Today is December 10, although if you write it “Dec 10” you might mean the PDP-10 computer from Digital Equipment Corp (“DEC”) back in the 70s. Like most of the computers back then, the DEC 10 was a mainframe that lived in its own (large) room that probably had its own air conditioning system. As Steve Wozniak once said, “never trust a computer you can’t throw out a window.”
It’s just a coincidence that the date shares a name (sort of) with a computer, but it’s particularly appropriate today, because it’s also Ada Lovelace’s birthday. In spite of being born in 1815, Lovelace was the first computer programmer. She worked on theoretical programs for the “Analytical Engine” designed (but never built) by Charles Babbage. It was a mechanical device that was designed to be a general purpose computer. Since then, various portions of the Analytical Engine have been built, but nobody has tried to create a whole unit. It’s not entirely clear that it would work the way Babbage intended, since his design didn’t specify some of the finer details.

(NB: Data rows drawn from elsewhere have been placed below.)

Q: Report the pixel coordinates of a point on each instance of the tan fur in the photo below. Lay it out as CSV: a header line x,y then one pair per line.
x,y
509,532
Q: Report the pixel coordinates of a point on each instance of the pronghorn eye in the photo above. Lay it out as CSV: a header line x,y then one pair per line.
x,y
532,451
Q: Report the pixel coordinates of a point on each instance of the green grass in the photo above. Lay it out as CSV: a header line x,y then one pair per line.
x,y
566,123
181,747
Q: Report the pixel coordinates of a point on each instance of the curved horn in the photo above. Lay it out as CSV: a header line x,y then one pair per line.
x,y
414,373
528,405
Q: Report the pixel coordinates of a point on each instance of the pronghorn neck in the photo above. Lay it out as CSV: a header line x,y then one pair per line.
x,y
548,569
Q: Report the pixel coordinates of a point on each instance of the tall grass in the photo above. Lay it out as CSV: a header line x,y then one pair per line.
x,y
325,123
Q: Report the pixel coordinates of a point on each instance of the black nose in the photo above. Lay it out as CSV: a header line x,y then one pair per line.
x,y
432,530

If Babbage and Lovelace had been born a century later, at least one of them would probably have won a Nobel Prize — and they would have won it on December 10; today is Alfred Nobel’s birthday, and the day Nobel Prizes are awarded. The first prize ceremony was held in 1901, and five years later Theodore Roosevelt was the first American to win one, also on December 10. He won the Nobel Peace Prize for helping end the Russo-Japanese war of 1904-05. It was ended, by the way, by the Treaty of Portsmouth, where “Portsmouth” means Portsmouth, New Hampshire. The negotiations were held at the Wentworth Hotel just outside the city. The hotel is still there and still open, although now it’s a Marriott and quite a bit smaller than it was in 1905.
Three years later, in 1909, Selma Lagerlöf became the first female to win a Nobel Prize for literature. Decades later, in 1953 Winston Churchill won a Nobel Prize too, and although you might think he would have been in the Peace Prize list (being a politician), his prize was also for literature. There was another Winston Churchill writing bestselling novels around the same time, so the British Churchill (the novelist was American) always used his middle name (Spencer) or middle initial on his published books and articles. He was pretty prolific, too; in 1937 alone he published 64 articles in various journals.

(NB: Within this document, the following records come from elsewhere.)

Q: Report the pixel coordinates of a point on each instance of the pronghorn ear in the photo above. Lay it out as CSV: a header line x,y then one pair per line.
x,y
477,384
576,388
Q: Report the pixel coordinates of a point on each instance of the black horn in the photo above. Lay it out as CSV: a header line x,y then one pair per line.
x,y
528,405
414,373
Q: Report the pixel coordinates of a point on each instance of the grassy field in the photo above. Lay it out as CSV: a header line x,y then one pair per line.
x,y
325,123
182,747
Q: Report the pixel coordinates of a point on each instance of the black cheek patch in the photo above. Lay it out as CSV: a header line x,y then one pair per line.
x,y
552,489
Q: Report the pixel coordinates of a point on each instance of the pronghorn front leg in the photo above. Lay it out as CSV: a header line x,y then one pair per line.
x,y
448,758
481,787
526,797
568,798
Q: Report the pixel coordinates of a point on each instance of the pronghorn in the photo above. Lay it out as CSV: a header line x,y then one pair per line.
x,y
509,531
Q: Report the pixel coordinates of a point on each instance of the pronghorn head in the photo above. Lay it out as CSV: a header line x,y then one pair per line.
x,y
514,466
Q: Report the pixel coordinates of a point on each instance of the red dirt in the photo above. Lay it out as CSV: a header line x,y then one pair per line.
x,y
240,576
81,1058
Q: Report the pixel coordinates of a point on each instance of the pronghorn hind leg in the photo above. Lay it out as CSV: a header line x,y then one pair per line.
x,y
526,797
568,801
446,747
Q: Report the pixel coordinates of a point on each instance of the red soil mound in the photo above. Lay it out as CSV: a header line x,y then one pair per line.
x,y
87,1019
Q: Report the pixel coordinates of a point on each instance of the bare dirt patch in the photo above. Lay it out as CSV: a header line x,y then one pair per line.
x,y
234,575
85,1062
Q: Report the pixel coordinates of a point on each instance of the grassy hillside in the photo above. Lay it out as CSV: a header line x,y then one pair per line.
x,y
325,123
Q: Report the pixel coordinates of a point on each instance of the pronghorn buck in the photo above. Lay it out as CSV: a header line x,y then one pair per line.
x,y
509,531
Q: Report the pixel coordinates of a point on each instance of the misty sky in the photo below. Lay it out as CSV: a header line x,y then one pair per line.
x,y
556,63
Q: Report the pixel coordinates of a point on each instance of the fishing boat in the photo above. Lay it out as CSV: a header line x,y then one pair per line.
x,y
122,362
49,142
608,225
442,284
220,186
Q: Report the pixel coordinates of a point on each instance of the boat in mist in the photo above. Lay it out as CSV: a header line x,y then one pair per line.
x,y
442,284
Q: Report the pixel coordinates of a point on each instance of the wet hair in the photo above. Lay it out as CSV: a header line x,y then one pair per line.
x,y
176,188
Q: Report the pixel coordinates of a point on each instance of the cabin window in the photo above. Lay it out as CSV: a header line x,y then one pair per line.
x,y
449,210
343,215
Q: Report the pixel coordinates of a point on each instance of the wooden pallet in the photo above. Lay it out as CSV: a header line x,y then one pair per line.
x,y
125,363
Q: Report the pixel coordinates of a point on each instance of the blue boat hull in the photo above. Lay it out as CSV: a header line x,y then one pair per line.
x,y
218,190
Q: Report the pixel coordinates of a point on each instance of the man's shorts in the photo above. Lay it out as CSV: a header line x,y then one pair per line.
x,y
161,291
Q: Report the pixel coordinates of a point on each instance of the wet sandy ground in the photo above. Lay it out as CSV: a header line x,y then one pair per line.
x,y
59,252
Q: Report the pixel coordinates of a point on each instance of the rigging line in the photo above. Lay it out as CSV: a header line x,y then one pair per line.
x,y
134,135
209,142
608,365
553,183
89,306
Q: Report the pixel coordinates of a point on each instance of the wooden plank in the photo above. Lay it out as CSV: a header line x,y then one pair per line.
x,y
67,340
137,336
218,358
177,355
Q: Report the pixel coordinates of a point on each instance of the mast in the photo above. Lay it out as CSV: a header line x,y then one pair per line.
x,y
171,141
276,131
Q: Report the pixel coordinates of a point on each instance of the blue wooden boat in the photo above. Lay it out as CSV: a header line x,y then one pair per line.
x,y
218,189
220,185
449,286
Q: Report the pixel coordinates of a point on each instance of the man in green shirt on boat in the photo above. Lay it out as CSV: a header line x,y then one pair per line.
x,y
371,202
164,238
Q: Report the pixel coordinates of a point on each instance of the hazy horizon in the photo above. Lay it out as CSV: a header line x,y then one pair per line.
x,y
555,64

Being prolific seems to be associated with December 10; Emily Dickinson was born on this day in 1830, and wrote somewhere around 1,800 poems. But even that output can’t compete with the Encyclopedia Britannica, which was first published on December 10, 1768. Technically it’s the “Encyclopædia” Britannica, but that “æ” ligature is a bother to enter on a computer, so it’s often ignored. December 10 is also the day the Adventures of Huckleberry Finn was first published, in 1884. The book was published in Canada and the UK a couple of months before it was available in the US because of a problem at the printer. The book was illustrated, and one of the engravers at the US printer (nobody knows who) added an obscene detail to the picture on page 238. They had to reprint 30,000 copies.

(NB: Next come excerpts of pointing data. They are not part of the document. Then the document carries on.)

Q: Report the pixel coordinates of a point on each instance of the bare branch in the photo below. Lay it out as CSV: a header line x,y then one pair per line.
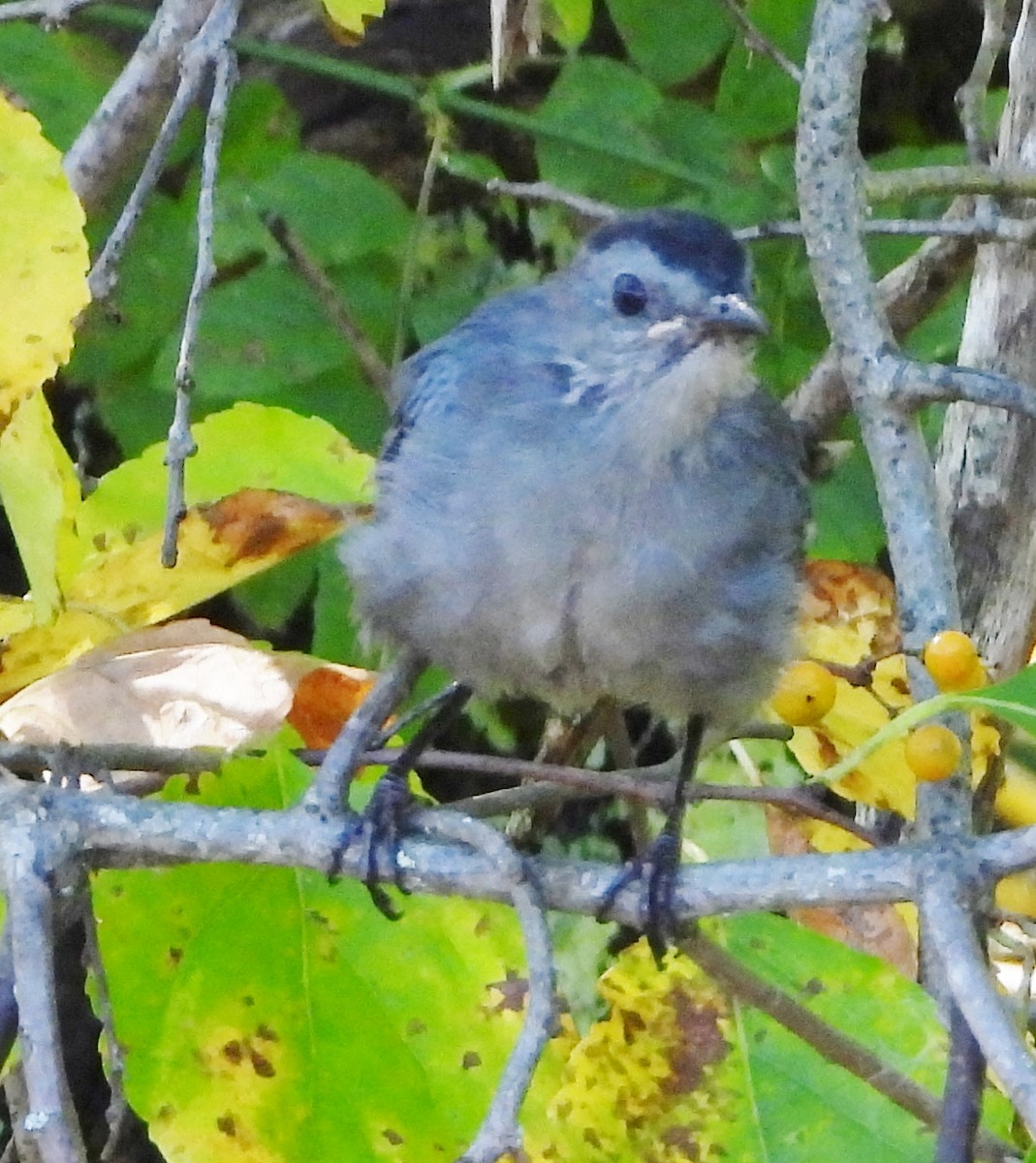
x,y
756,42
971,96
1004,181
956,945
122,123
547,192
210,46
907,295
374,367
828,1042
499,1133
51,1121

Huckleberry Finn had a taste for adventure and not a high regard for the law, but he probably wouldn’t have participated in what happened in Tokyo on December 10, 1968. It was the 300 Million Yen Robbery — the biggest robbery in the history of Japan (up to that point, at least). It’s a true story, but sounds like something out of Huck Finn. Four employees of a bank loaded about 300 million yen, in cash (it was over $800,000) into the trunk of a company car. But that was what they were supposed to do; they were driving the cash to a Toshiba factory to be handed out as bonuses to employees. They were stopped on the way by a motorcycle police officer who told them the bank manager’s house had been blown up, and there was probably dynamite planted in the very car they were driving.
They got out in a hurry, and the officer crawled under the car to investigate. Sure enough, smoke and flame started spurting out from under the car, and the officer rolled out shouting for the bank guys to run; it was about to blow! They ran behind a wall — in fact, they ran behind a prison wall; they’d been stopped right outside the jail. The “officer” calmly got in the car and drove away with the money. He got clean away, and has never been found, even though 170,000 officers (real ones) were involved in the investigation and the list of suspects eventually included 110,000 people.
The statute of limitations expired in 1975, and in 1988 the thief was absolved of any civil liabilities as well in the hope that he would come forward, but nobody has. Maybe the affair mirrors the events in the novel Richard Carvel. The shady tutor is the bad guy there. That novel, by the way, sold millions of copies around the beginning of the 20th century, and was by Winston Churchill — but not Winston S. Churchill. Despite its popularity, the book was completely ignored by the Nobel committee.